In Europe, no bank or financial institution or even private source will fund a coal-fired power plant, but we have to move away from coal faster. Many old coal-fired plants are operating at less than 50 per cent efficiency. They are losing money and are not even sending energy to the main grid. They could be phased out over a period of time. Gas will, to some degree, be a bridge fuel [to renewables].
The United States could help mobilize finance to reduce risk, and then bring more money to the table for a commercial investment in alternative fuel sources.
Kristalina Georgieva: At the IMF we have identified three pillars in the transition to a low-carbon economy. First of all, put a price on all carbon emissions. Today only 23 per cent of emissions are being priced. The average price is $2 per ton. By 2030, we need to be at $75 a ton.
Second, funding is needed for public investment in green infrastructure. The IMF can support countries in this regard. Five per cent of gross domestic product (GDP) invested now, would generate an additional 0.7 per cent growth every year. This means that the investment would pay for itself within 15 years and create at least 12 million net jobs.

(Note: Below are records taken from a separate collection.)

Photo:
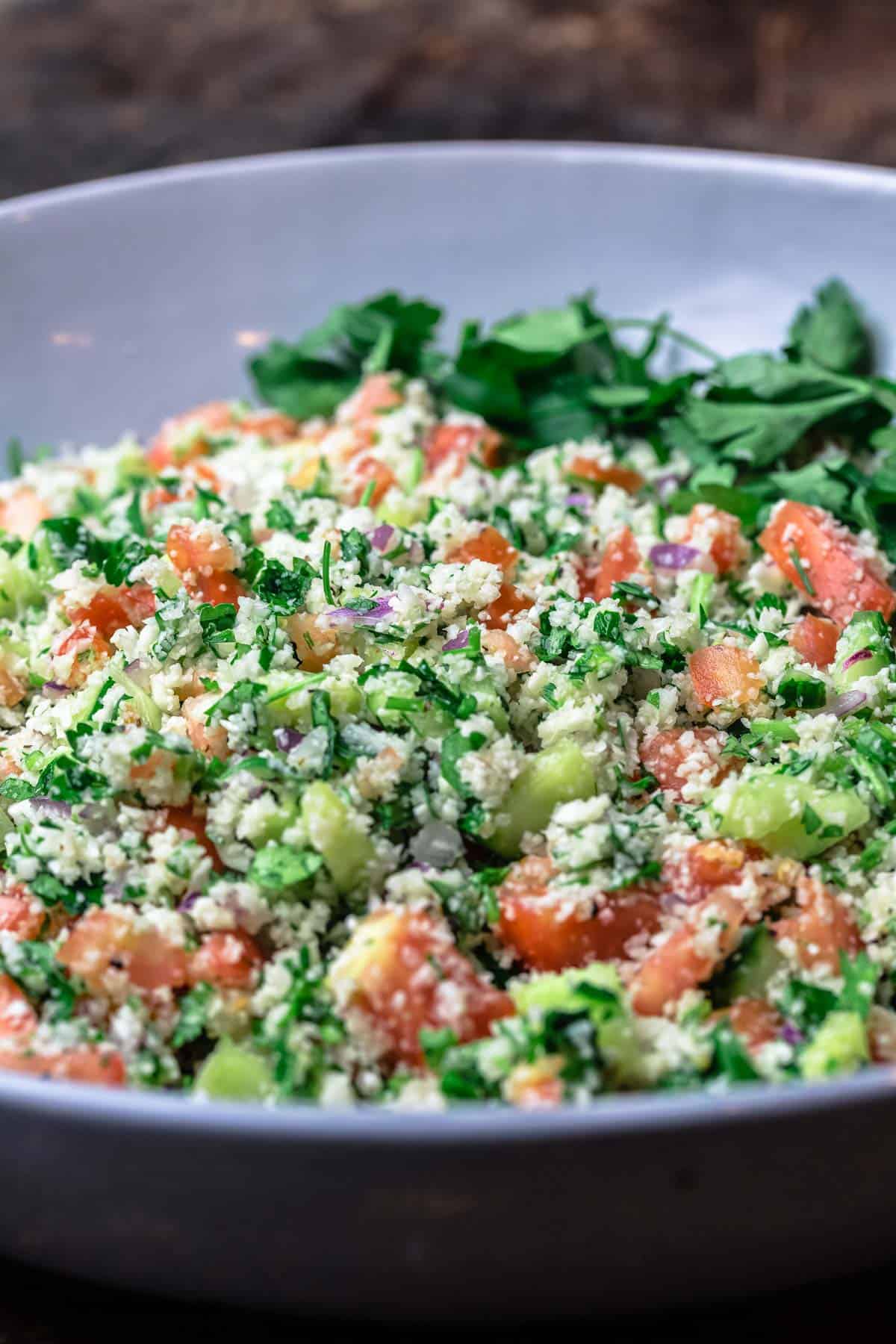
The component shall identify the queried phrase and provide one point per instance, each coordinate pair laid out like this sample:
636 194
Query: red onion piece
381 612
458 641
847 702
381 537
672 556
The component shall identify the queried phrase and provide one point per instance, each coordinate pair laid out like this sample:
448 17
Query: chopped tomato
187 820
316 643
615 475
825 562
87 648
508 604
104 944
457 444
815 638
751 1019
548 933
113 609
78 1065
226 960
367 470
193 550
13 691
488 546
677 756
724 675
402 972
718 532
22 512
16 1015
821 927
621 561
689 956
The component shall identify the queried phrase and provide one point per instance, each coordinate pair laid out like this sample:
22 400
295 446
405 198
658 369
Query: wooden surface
90 87
102 87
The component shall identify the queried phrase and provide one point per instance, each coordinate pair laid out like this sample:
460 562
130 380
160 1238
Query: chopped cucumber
862 650
840 1046
788 815
234 1073
558 774
336 835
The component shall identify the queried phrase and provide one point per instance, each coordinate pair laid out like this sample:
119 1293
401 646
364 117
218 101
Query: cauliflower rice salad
512 726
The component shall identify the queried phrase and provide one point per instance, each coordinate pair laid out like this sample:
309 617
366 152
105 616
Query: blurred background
92 87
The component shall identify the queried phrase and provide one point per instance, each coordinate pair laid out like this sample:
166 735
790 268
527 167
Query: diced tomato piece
366 470
316 643
22 512
815 638
821 929
457 444
751 1019
183 819
226 960
402 974
104 942
191 550
613 475
87 651
508 604
677 756
718 532
621 561
22 914
16 1015
113 609
548 934
13 691
836 576
488 546
80 1065
724 675
689 956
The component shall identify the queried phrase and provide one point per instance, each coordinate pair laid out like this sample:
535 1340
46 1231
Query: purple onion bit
847 702
381 611
458 641
672 556
287 738
381 537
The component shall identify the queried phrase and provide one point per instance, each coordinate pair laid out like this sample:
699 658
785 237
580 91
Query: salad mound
512 726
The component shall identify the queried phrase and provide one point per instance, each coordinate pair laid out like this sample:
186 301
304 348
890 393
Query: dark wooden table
90 87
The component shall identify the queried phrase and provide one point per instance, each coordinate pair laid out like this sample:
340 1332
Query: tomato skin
669 753
821 927
815 638
16 1015
753 1019
226 960
489 546
112 609
546 937
403 972
724 675
841 578
615 475
727 546
507 605
684 960
457 444
621 561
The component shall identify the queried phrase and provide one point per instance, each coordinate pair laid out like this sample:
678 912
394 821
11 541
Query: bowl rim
477 1124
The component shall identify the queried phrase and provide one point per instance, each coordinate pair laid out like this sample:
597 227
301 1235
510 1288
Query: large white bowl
128 300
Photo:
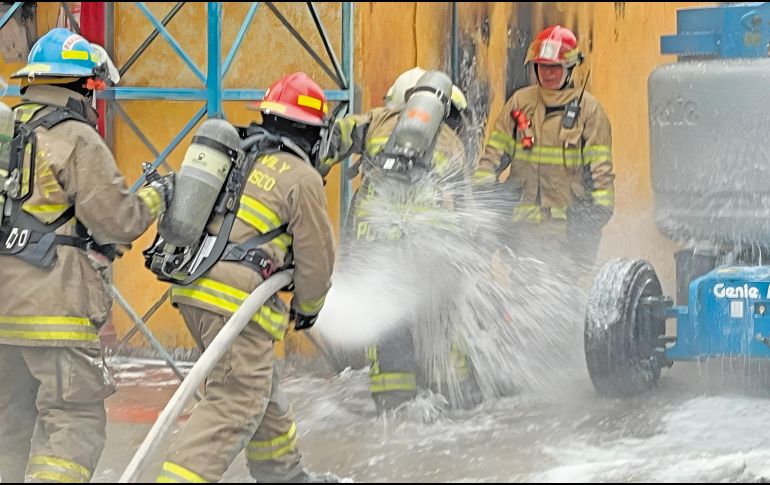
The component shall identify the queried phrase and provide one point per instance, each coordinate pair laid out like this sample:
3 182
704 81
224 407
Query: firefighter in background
394 376
243 405
557 141
55 225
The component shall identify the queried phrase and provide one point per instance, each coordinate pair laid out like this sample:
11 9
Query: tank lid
727 31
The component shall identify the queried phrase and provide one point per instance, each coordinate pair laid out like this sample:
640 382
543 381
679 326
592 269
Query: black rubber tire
620 349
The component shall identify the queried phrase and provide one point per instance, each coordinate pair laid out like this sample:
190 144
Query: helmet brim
288 112
54 69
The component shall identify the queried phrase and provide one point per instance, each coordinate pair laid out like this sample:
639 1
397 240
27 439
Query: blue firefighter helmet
60 53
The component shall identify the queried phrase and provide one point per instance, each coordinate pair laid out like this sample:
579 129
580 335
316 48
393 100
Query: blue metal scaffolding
217 68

The third, hugely important pillar, is to lessen the impact on those who are currently employed in the high carbon economy. For example, there must be a just transition for miners, so that they can have benefit from new job opportunities. If we raise revenues from carbon pricing, some of that money must be used to provide a buffer, to soften the pressure on those businesses that need to move away from carbon dependency. This is doable, and it must be done.
China and the US
John Kerry : Right now, China is saying that they are going to reach peak emissions by 2030, and that they may be able to reach that target earlier, maybe by 2025. The problem is that the current models shows China peaking but then basically staying at a plateau, rather than sufficiently lowering emissions.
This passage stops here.